Con-E.13 — Self-Compounding Claim Ignores Negative Feedback Loops#
Severity: E (Moderate) | Sphere: Se2 | Target: th8
th8’s proof asserts that violating any life-trifecta cord creates “structural debt that compounds under real-world pressure.” But real economies contain negative feedback loops that resist runaway dynamics:
Market corrections: Bubbles burst, overextended firms go bankrupt, overvalued sectors deflate.
Democratic backlash: Growing inequality produces political pressure for redistribution (New Deal, post-war welfare state, progressive taxation).
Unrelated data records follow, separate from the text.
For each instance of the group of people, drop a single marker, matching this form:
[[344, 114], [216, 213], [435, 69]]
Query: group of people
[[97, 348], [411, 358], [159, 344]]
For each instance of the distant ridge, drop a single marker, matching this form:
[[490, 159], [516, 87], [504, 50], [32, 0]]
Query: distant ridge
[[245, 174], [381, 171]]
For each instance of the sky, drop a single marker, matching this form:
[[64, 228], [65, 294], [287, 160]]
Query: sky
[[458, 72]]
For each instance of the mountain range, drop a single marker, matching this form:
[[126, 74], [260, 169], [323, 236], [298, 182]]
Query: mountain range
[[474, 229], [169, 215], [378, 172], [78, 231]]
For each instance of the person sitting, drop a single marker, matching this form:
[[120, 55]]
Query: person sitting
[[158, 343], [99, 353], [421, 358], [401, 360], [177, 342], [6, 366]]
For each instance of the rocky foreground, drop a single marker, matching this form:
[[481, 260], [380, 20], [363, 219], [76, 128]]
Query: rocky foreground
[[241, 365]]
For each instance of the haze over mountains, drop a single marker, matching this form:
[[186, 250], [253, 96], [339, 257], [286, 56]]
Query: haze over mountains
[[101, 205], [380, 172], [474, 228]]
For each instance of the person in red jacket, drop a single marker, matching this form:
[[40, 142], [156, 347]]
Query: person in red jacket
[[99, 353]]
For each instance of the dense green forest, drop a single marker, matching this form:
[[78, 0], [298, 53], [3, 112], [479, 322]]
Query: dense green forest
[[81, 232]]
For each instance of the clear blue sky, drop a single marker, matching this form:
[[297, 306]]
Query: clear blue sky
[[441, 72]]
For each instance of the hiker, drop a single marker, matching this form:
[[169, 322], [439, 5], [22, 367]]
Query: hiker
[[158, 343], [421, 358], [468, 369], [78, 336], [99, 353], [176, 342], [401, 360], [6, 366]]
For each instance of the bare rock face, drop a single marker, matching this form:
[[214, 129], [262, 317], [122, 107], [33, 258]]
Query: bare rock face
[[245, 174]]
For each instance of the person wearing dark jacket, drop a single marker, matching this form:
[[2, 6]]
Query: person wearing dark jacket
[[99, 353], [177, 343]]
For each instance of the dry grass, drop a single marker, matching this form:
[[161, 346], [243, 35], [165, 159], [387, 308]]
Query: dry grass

Technological disruption: Dominant firms are displaced by new technologies (Kodak → digital, Blockbuster → Netflix).
Social mobility: Imperfect but non-zero upward and downward mobility prevents complete calcification.
Steel-man: The self-compounding assumption treats the economy as having only positive feedback loops and no negative ones. Soros (2008) emphasizes that financial markets have both self-reinforcing and self-correcting tendencies — neither dominates permanently. Minsky (1986) describes cycles, not monotonic cascades: stability breeds fragility, which produces crises, which produce reforms, which produce stability again. This cyclical pattern directly contradicts th8’s binary attractor claim.